Whence do these mysterious influences come, which change our happiness into discouragement, and our self-confidence into diffidence? One might almost say that the air, the invisible air, is full of unknowable Forces, whose mysterious presence we have to endure.

This is a significant early quotation because it represents the thought processes of the narrator at his most rational, before he has really come to feel the ill effects of the "force" he is sure is pursuing him. His musings about the unknown are philosophical and rational: he asks, what is it that makes us want to sing, or to feel suddenly disconsolate? We don't know what these forces are, but it doesn't seem unreasonable to believe that they exist. If it were possible for us to use other "organs" to detect these forces, just as our eyes detect things that can be seen, we could potentially discover far more in our world.

This sets the scene for what is to come. As the story progresses, other characters push the narrator's feelings as to what is unseen and the existence of such things in the world. The monk he meets at Mont St Michel engages him in a conversation about the supernatural after he has related some stories of local legend:

“If there are other beings besides ourselves on this earth, how comes it that we have not known it for so long a time, or why have you not seen them? How is it that I have not seen them?” He replied: “Do we see the hundred thousandth part of what exists? Look here; there is the wind, which is the strongest force in nature, which knocks down men, and blows down buildings, uproots trees, raises the sea into mountains of water, destroys cliffs and casts great ships onto the breakers; the wind which kills, which whistles, which sighs, which roars,—have you ever seen it, and can you see it? It exists for all that, however.”

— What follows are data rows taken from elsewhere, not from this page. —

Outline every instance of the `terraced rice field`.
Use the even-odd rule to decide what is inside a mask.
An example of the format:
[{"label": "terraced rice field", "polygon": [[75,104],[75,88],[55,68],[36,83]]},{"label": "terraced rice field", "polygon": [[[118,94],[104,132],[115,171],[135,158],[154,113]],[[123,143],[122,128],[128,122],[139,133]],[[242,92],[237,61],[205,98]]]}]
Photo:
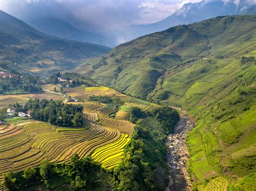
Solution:
[{"label": "terraced rice field", "polygon": [[114,119],[102,115],[99,115],[99,119],[98,123],[103,126],[128,135],[133,132],[134,124],[127,121]]},{"label": "terraced rice field", "polygon": [[0,109],[8,107],[10,104],[16,102],[25,103],[30,98],[45,98],[62,100],[62,96],[59,95],[51,94],[49,93],[44,93],[42,94],[18,94],[18,95],[0,95]]},{"label": "terraced rice field", "polygon": [[105,87],[105,86],[99,86],[99,87],[89,87],[85,88],[85,91],[107,91],[109,90],[109,88]]},{"label": "terraced rice field", "polygon": [[98,114],[91,112],[83,111],[84,118],[96,122],[98,120]]},{"label": "terraced rice field", "polygon": [[116,119],[129,121],[130,112],[120,110],[116,113],[114,118]]},{"label": "terraced rice field", "polygon": [[28,100],[26,97],[22,97],[18,95],[2,95],[0,96],[0,108],[16,102],[25,103]]},{"label": "terraced rice field", "polygon": [[218,176],[212,179],[206,185],[206,186],[200,185],[198,187],[199,190],[208,191],[216,190],[224,191],[227,190],[228,181],[223,176]]},{"label": "terraced rice field", "polygon": [[[84,107],[84,113],[95,113],[98,115],[102,115],[106,117],[109,117],[109,115],[112,114],[116,111],[115,109],[108,107],[106,104],[101,103],[66,102],[65,103],[81,104]],[[88,119],[90,119],[88,118]]]},{"label": "terraced rice field", "polygon": [[130,140],[128,135],[122,134],[114,142],[97,148],[91,157],[96,161],[102,164],[107,168],[112,168],[122,161],[124,155],[124,148]]},{"label": "terraced rice field", "polygon": [[75,153],[86,157],[96,148],[116,140],[120,134],[96,125],[74,130],[68,128],[59,132],[47,123],[26,120],[1,125],[0,135],[1,181],[3,174],[9,171],[22,171],[45,160],[68,161]]}]

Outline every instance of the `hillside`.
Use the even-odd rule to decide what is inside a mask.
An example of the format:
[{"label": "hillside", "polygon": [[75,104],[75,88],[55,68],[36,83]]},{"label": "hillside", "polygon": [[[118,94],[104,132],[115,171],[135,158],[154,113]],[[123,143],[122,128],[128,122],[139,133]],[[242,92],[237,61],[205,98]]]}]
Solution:
[{"label": "hillside", "polygon": [[110,48],[50,36],[0,11],[0,69],[43,75],[73,68]]},{"label": "hillside", "polygon": [[187,139],[194,182],[211,186],[220,176],[220,183],[248,189],[255,178],[255,43],[256,16],[218,17],[139,38],[77,70],[181,105],[197,123]]}]

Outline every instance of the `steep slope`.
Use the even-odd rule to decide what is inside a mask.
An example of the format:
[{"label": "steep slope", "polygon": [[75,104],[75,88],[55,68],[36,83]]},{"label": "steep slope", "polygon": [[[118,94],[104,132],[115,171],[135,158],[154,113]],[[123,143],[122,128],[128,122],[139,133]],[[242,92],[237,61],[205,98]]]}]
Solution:
[{"label": "steep slope", "polygon": [[[131,25],[124,29],[118,36],[129,41],[145,34],[166,30],[172,26],[188,24],[217,16],[255,15],[253,13],[253,5],[255,3],[253,1],[240,1],[235,3],[232,1],[220,0],[186,3],[162,20],[150,24]],[[246,12],[247,13],[244,14]]]},{"label": "steep slope", "polygon": [[187,110],[197,123],[187,140],[196,183],[221,176],[221,184],[253,188],[255,44],[256,16],[218,17],[139,38],[78,70]]},{"label": "steep slope", "polygon": [[0,11],[0,68],[39,75],[71,69],[110,48],[48,36]]}]

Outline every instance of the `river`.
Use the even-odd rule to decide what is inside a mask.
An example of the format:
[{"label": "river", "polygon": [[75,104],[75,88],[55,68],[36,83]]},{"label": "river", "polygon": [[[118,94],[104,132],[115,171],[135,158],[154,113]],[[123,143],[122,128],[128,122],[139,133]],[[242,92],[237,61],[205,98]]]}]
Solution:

At first, the narrator disregards this, but as the story continues, we see his state of mind turn more and more towards these thoughts. Other happenings push him further towards this realm of belief, such as his encounter with the hypnotist. Towards the end of the story, we see him refer again to what the monk said to him, in a way that suggests he has been thinking about it deeply as his experiences with the Horla have progressed. He could not tell if the monk was a "philosopher" or a "fool," but the thought remained in his mind even still.